Persaingan bulu tangkis ganda putri pada 2018 didominasi Jepang. Kekuatan berlapis membuat Jepang tak kehabisan pemain untuk menjuarai ganda putri dari satu turnamen ke turnamen lain.
Dari 37 turnamen kategori BWF World Tour, ganda putri Jepang juara dalam 21 turnamen. Negeri ”Matahari Terbit” itu menempatkan enam ganda putri pada peringkat 10 besar dunia. Tiga di antaranya pada posisi tiga teratas.
Ketiganya juga menempati posisi tersebut dalam daftar peringkat Final BWF yang poinnya dihitung dari turnamen BWF World Tour 2018. Mereka meliputi Ayaka Takahashi/Misaki Matasutomo (juara Olimpiade Rio de Janeiro 2016), Yuki Fukushima/Sayaka Hirota (juara All England 2018), dan Mayu Matsumoto/Wakana Nagahara (juara dunia 2018).
Seandainya turnamen Final BWF di Guangzhou, China, 12-16 Desember, tidak menerapkan kuota maksimal dua wakil untuk tiap nomor dari setiap negara, Jepang bisa diwakili tiga pasangan pada ganda putri.
Jepang akhirnya diwakili Takahashi/Matsutomo dan Matsumoto/Nagahara. Sesuai peraturan, juara dunia atau juara Olimpiade (saat tahun diselenggarakannya Olimpiade) berhak atas wild card ke Final BWF yang pada periode 2008-2017 bernama Final Super Series.

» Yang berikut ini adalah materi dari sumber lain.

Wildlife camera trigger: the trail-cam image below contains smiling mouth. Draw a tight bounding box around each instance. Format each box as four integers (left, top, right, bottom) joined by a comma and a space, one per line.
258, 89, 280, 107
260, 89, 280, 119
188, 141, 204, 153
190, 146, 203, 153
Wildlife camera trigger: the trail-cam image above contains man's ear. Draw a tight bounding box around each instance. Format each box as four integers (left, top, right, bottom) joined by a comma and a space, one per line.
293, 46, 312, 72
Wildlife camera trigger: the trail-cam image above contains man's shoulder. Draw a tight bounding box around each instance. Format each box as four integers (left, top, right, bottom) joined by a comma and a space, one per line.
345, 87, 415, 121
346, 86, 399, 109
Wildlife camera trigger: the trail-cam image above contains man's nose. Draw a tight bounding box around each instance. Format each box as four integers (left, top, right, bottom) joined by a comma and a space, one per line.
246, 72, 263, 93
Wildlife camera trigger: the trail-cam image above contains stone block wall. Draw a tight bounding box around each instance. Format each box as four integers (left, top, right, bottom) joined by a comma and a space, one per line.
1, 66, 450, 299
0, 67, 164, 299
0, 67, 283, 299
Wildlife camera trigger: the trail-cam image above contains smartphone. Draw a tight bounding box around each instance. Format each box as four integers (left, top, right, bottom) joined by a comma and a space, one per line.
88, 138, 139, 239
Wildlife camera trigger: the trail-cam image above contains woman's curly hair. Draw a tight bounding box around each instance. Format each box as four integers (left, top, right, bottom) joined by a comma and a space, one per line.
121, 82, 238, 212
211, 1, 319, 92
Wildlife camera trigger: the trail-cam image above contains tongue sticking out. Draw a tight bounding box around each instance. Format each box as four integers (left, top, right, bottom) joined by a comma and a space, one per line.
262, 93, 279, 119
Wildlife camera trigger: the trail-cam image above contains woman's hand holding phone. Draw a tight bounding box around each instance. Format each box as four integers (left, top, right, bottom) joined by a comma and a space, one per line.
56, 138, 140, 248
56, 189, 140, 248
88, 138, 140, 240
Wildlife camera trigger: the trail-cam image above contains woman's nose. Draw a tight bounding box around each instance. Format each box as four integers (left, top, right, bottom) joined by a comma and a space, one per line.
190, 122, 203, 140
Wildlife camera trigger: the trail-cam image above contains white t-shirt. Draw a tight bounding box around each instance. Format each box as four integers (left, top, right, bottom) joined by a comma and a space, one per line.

Kekuatan Jepang mengungguli China yang sempat berharap mendapat bintang baru dengan kelahiran Chen Qingchen/Jia Yifan setelah kejayaan negara tersebut meredup sejak 2016. Kedua pemain berusia 21 tahun itu menjuarai Final Super Series 2016 dan juara dunia 2017. Mereka pun diharapkan meneruskan kejayaan Zhao Yunlei, Ma Jin, dan kawan-kawan yang pensiun setelah tampil pada Olimpiade 2016.
Namun, Chen/Jia gagal mempertahankan penampilan baik mereka pada 2017. Tahun ini mereka hanya menjuarai Asian Games yang bukan merupakan kalender turnamen BWF.
Ganda putri China, bahkan, hanya meraih dua gelar juara dari rangkaian turnamen BWF World Tour. Itu pun dari turnamen kecil berlevel Super 300 dan 100. Tang Jinhua/Xu Yiaohan juara di AS Terbuka, sementara Du Yue/Li Yinhui meraih gelar di negaranya sendiri, China Masters.
Tembok penghalang
Tembok berlapis ganda putri Jepang telah dirasakan oleh pasangan Indonesia, Greysia Polii/Apriyani Rahayu. Dari 18 kekalahan yang dialami pada tahun ini dalam berbagai level turnamen, 11 di antaranya dialami saat melawan ganda Jepang. Tujuh dari 11 kekalahan itu terjadi pada semifinal.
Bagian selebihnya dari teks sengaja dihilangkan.